# PDF Question Answering with LLM and InterSystems IRIS

This notebook demonstrates how to build a Retrieval-Augmented Generation (RAG) system using:
- **InterSystems IRIS** as the multimodel database (relational and vector in this example)
- **Sentence Transformers** for text embeddings
- **Mistral AI** as the Large Language Model
- **LangChain** for orchestrating the RAG pipeline

## Workshop Overview
We'll process PDF documents, store them as vectors in IRIS, and enable natural language querying with accurate, contextual answers.

---

## 1. Setup and Dependencies

First, let's import all required libraries for our RAG pipeline:

In [8]:
# Import required libraries
import irisnative          # InterSystems IRIS native database connection
import os                  # Operating system interface
import getpass             # Secure password input
from pypdf import PdfReader                        # PDF reading capability
import sentence_transformers                       # Text embedding models
import numpy as np                                 # Numerical computations

# LangChain components for RAG pipeline
from langchain import hub                          # Pre-built prompts from LangChain Hub
from langchain_text_splitters import RecursiveCharacterTextSplitter  # Text chunking
from langchain_community.document_loaders import PyPDFDirectoryLoader # PDF loading
from langchain_community.document_loaders import PyPDFLoader
from langchain_core.runnables import RunnablePassthrough              # Pipeline utilities
from langchain_core.output_parsers import StrOutputParser             # Output parsing

# Set up Mistral AI API key securely
# This prompts the user to enter their API key without displaying it on screen
os.environ["MISTRAL_API_KEY"] = getpass.getpass("Enter your Mistral API key: ")

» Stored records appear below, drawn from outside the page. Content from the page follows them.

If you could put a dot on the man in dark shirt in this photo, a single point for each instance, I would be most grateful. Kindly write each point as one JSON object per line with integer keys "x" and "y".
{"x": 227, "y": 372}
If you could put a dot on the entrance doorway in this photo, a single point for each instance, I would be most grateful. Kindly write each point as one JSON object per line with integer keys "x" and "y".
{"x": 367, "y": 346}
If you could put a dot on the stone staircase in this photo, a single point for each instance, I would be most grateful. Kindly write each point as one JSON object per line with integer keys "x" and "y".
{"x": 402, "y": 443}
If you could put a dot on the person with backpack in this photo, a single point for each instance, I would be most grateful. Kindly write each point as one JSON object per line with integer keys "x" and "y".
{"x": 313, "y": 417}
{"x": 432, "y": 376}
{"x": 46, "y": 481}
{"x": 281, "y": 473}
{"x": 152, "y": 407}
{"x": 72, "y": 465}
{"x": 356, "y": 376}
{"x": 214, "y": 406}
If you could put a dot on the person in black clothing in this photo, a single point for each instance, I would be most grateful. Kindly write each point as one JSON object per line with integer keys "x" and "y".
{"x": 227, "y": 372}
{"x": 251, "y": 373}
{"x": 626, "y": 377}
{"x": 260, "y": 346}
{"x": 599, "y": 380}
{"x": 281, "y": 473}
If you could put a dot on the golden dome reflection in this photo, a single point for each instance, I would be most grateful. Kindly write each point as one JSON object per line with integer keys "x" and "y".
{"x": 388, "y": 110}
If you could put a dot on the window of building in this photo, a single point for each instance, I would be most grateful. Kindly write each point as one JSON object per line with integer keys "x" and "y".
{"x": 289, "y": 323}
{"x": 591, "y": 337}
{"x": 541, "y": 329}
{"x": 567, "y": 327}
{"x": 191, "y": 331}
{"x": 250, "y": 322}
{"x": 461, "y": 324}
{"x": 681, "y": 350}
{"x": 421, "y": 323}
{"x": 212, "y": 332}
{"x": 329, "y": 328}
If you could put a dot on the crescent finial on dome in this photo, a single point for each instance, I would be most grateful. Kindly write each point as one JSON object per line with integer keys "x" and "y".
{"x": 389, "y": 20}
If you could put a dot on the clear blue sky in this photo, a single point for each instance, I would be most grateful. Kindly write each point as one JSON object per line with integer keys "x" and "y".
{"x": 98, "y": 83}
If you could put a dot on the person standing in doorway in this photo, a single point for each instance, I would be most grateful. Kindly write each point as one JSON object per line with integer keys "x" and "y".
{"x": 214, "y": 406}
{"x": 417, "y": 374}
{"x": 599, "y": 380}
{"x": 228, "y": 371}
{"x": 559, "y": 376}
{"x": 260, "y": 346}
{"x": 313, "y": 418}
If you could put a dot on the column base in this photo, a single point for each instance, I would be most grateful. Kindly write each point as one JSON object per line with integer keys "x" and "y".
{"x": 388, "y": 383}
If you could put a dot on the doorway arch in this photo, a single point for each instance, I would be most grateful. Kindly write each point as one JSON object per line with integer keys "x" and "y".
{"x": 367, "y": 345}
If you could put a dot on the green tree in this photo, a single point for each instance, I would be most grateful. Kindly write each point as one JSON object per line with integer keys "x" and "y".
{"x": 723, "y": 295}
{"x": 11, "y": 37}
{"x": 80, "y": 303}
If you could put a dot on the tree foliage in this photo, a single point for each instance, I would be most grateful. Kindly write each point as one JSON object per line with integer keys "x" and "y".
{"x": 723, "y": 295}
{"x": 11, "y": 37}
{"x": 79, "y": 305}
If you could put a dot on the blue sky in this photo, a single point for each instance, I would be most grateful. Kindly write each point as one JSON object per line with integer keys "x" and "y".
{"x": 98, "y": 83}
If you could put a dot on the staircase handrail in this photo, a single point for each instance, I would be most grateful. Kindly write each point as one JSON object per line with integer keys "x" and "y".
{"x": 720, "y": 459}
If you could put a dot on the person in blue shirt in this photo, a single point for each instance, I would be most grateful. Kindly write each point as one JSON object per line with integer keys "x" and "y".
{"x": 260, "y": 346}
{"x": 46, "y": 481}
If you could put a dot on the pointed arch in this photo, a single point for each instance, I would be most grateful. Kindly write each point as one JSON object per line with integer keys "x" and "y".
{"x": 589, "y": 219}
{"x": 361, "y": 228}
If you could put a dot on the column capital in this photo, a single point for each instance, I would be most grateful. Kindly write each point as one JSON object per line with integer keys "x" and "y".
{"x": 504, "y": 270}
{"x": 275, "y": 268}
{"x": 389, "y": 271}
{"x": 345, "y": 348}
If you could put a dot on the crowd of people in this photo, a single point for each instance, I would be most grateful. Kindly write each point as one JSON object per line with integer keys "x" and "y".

# Import Mistral AI LLM after setting the API key
from langchain_mistralai import ChatMistralAI

Enter your Mistral API key:  ········


## 2. Database and LLM Initialization

Now we'll establish connections to our InterSystems IRIS database and initialize our Large Language Model.

In [9]:
# Database connection parameters
# These should match your InterSystems IRIS instance configuration
connection_string = "iris:1972/LLMRAG"  # host:port/namespace
username = "superuser"
password = "SYS"

# Establish connection to InterSystems IRIS database
# This creates both a connection and a cursor for executing SQL commands
connectionIRIS = irisnative.createConnection(connection_string, username, password)
cursorIRIS = connectionIRIS.cursor()
print("✅ Connected to InterSystems IRIS database")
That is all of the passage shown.